The leading socio-economic research-centres are indicating that one of the main social outcomes of the digital age we are entering after the pandemic will entail an enhanced use of the blockchain technology.
This, for instance, was recently highlighted by Ms. Sheila Warren, Data and Technology Head and member of the Executive committee at the world Economic Forum-WEF, in her recent article, “Four predictions for blockchain in 2021 – from cryptocurrencies to art”.
Nevertheless, in this scenario driven by the technofinance, how is the relation between the public and private sectors supposed to evolve, particularly in the field of digital money? At first glance, the matter seems to be of interest only for scholars. In fact, looking at both sides of this dilemma, another in-depth question must be dealt with and solved.
As the combination of digitalization and artificial intelligence-AI will be necessary to cope with the global needs of our societies, how can we balance the activities carried out by the public sector, traditionally innovative but profit-driven, with the presence of the private sector, whose main focus is to provide stability and a state-guaranteed set of rules? How can these two apparently opposite attitudes cohabit, and balance each other?
The answer will definitively appeal also to a larger audience: the investors. Following the sudden sky-rocketing rise in the price of cryptocurrencies such as the bitcoin, privately-owned but fueled by worldwide investments from the general public, the question becomes more urgent than ever: how can the public and private sectors work together in the field of finance?
According to the recent article “Public and Private money can coexist in the digital age”, published by Tobias Adrian, Financial Counsellor and Director of the Monetary and Capital Markets Department, and Tommaso Mancini-Griffoli, Deputy Division Chief in the Monetary and Capital Markets Department, both in force at the International Monetary Fund-IMF, the financial side of the World Bank (i.e. the banking department of the United Nations Organization-UNO) public money and private money can peacefully live together despite each pursuing a different goal. According to this IMF-published information, “today’s world is characterized by a dual monetary system”, i.e. private and public.
With the ongoing surge of digitalization, this balanced dialogue is now ready to evolve: the emersion of digitalized cash (so called Central Bank Digital Currency-CBDC) is not supposed to displace privately-issued money insofar as “central banks make certain design choices and refresh their regulatory framework”.
The two systems, the scholars continue, are related by a “fundamental symbiotic relationship: the option to redeem private money into perfectly safe and liquid public money”. In other words, the “privately-issued money becomes an efficient means of payment to the extent it can be redeemed into central bank currency”. Furthermore, by this virtuous circle, both these monies become interoperable, and enhance reciprocal competition-innovation-diversity between themselves.

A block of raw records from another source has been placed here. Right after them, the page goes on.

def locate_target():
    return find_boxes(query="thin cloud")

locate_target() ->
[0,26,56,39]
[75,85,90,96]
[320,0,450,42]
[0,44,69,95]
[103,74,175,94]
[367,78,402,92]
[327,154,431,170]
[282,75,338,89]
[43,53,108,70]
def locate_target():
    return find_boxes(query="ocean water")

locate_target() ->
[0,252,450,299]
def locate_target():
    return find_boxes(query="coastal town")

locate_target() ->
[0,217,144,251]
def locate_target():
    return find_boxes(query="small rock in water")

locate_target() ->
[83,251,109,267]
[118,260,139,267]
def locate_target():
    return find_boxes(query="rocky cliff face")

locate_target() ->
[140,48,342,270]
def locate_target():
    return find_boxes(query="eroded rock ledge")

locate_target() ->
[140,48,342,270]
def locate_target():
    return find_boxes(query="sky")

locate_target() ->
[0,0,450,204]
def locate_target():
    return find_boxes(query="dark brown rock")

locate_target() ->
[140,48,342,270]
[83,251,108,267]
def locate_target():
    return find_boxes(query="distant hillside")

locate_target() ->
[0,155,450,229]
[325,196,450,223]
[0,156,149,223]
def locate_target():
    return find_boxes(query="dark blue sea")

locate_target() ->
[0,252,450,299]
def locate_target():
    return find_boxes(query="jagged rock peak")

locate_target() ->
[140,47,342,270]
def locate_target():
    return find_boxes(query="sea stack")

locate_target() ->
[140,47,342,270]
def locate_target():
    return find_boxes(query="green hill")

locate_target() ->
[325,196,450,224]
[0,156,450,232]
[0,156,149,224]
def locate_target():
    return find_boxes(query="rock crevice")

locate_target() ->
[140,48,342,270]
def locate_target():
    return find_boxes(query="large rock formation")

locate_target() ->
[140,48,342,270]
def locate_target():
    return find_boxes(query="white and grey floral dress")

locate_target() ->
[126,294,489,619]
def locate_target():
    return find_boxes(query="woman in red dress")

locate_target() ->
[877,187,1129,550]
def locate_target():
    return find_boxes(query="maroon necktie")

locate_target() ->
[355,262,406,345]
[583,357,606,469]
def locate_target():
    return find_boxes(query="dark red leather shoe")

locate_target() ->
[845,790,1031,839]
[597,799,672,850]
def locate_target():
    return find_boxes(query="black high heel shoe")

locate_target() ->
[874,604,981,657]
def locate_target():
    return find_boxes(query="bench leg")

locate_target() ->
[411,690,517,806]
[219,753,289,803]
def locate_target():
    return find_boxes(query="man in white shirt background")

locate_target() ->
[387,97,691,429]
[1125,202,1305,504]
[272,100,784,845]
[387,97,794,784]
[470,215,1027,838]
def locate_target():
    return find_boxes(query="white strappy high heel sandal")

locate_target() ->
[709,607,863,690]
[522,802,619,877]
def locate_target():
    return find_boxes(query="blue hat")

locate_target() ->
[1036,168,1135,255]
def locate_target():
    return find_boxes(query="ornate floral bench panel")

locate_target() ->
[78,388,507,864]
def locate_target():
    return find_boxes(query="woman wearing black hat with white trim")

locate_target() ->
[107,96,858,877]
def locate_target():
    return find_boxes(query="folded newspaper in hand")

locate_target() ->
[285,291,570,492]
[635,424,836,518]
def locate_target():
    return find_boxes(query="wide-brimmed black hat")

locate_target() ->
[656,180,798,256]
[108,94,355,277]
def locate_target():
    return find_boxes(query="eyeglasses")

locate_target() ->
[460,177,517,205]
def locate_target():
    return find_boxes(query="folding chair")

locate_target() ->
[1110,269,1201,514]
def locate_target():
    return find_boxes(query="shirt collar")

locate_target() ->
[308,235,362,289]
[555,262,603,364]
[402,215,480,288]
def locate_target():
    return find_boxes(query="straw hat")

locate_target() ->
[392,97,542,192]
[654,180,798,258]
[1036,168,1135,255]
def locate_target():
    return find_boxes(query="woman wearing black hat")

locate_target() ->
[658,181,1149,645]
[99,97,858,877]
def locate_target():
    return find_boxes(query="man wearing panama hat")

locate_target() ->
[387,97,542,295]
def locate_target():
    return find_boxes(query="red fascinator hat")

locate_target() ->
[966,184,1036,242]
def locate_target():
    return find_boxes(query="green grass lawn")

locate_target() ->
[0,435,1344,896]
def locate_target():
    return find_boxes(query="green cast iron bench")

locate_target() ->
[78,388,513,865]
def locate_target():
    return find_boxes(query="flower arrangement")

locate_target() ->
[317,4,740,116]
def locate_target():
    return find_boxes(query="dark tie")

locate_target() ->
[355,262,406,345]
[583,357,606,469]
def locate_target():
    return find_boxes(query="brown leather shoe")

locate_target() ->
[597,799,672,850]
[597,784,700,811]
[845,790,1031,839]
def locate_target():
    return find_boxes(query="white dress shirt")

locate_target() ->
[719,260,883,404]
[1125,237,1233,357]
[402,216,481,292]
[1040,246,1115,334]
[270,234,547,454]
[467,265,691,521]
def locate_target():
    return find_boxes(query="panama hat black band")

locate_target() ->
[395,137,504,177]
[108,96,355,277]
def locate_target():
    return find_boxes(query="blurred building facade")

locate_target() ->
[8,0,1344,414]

From this point of view central banks “would thus have to become more like Apple or Microsoft in order to keep their CBDC on the frontier of technology”, following a “settlement technology allowing money to be stored and transferred, much like bits sent between a phone’s processor, memory and camera”. To put it simply: CBDC are destined to evolve according to the digital fashion actually followed by privately-issued money.
At the same time, the private sector must also be getting itself ready to comply with new consumer demands: “user needs and expectations are likely to evolve much more unpredictably in the digital age”, imposing “new features of money and thus frequent architectural redesigns, and diversity”.
To summarize, according to the IMF’s scholars, “tomorrow’s money is unlikely to meet the needs of the day after”.
At the present, two evolutive patterns are in the process of emerging: “first, a CBDC maybe designed to encourage the private sector to innovate on top of it, much like app designers bring enticing functionality to phones and their operating systems”. According to this statement, a message seems to stand out as clear: CBDC needs to become more private-customers friendly.
“Second”, according to the IMF’s publication, “some central banks may even allow other forms of digital money to coexist, much like parallel operating systems. For example, one digital currency might compromise on settlement speed to allow users greater control over payment automation”.
This procedure, according to the IMF’s economists, will open the way to a mutually beneficial coexistence of privately and publicly issued digital currencies and assure for both to be considered by the general public as a stable store of value and a means of payment altogether, easy to settle, as today happens for accounts held in the same bank, where they both rely on the same regulatory compliance background.
In conclusion, according to the IMF’s remarks, “if and when countries move ahead with central bank digital currencies, they should consider how to leverage the private sector”. It will probably take time before this goal to become fully operational and achieved. But the mindset to proceed is already there, ready to get started.